Just like insulating your walls or roof, insulating your hot water tank is an easy and inexpensive way to improve energy efficiency and save you money each month. If your water tank is new, it is likely already insulated. If you have an older hot water tank, check to see if it has insulation with an R-value of at least 24. If not, consider insulating your water tank, which could reduce standby heat losses by 25%–45% and save you about 7%–16% in water heating costs—and should pay for itself in about a year. You can find pre-cut jackets or blankets available from around $20.
If you don’t know your water heater tank’s R-value, touch it. A tank that is warm to the touch needs additional insulation.
Before You Start
- Check with your utility to see if they offer water heater insulating blankets at low prices or offer rebates. Some utilities even install these at a low or no cost.
- Be sure that your water heater is not leaking. If your tank leaks, you need a new water heater.

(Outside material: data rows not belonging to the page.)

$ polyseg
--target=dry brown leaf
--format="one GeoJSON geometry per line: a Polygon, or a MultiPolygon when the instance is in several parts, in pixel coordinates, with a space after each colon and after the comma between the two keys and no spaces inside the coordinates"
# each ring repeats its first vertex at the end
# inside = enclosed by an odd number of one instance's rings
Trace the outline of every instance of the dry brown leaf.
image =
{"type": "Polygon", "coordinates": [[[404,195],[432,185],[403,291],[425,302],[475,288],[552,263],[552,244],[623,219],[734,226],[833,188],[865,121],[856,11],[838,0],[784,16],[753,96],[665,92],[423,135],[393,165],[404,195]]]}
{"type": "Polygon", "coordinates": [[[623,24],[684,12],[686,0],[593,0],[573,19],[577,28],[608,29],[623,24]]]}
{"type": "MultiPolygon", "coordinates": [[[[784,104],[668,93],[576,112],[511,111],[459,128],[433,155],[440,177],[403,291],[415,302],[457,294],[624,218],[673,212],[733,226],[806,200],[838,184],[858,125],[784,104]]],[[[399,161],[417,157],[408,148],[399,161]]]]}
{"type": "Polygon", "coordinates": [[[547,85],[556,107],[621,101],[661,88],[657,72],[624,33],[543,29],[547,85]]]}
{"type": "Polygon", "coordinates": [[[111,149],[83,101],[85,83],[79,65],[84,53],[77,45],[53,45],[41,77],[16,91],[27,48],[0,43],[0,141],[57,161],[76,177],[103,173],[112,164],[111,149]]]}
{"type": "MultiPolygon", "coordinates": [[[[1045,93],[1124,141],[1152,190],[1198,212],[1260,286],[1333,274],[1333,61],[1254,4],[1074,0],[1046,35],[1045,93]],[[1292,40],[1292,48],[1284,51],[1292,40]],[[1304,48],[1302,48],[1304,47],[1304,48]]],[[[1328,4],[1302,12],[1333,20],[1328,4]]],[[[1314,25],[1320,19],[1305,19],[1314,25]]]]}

- For an electric water heater, you also might consider insulating underneath the tank as well. A ridged piece of insulation (or bottom board) will help prevent heat loss into the floor, and could save you another 4%–9% of water heating energy. It is best done when installing a new water heater.
- A helper (you’ll need four hands for this one)
- Tape measure
- Water heater insulating blanket kit
- Gloves and a dust mask
- Electrical or other tape (tape comes with most insulation blanket kits)
1) Turn off the water heater.
For electric heaters, turn off the breaker at the electric panel. For gas water heaters, turn the gas valve to the “Pilot” position.
2) Measure the height of the water heater and cut the blanket to fit if necessary.
Leave the top of the water heater open—it is important not to block the vent on top of a gas unit.
3) Wrap the blanket around the water heater and temporarily tape it in place.
For ease of installation, position the blanket so that the ends do not come together over the access panels in the side of the tank. Some tanks have only one access panel.
4) Using a marker, mark the areas where controls are so that you can cut them out.
For electric water heater units, there will be two panels on the side of the tank. For gas, you’ll need to mark an arch-shaped hole around the gas valves and burner. Be sure to leave plenty of room around the valve and burner areas below. Make the opening at least 1 inch wider than the valve and burner area. Also, mark the area where the pressure relief valve and pipe are. This will be a pipe that sticks out of the side of the water heater.
5) Install the blanket.
Be careful to line up the cut out areas and then tape it in permanently in place.
6) Turn the water heater back on.
Don’t set the thermostat above 130ºF on electric water heater with an insulating jacket or blanket – the wiring may overheat.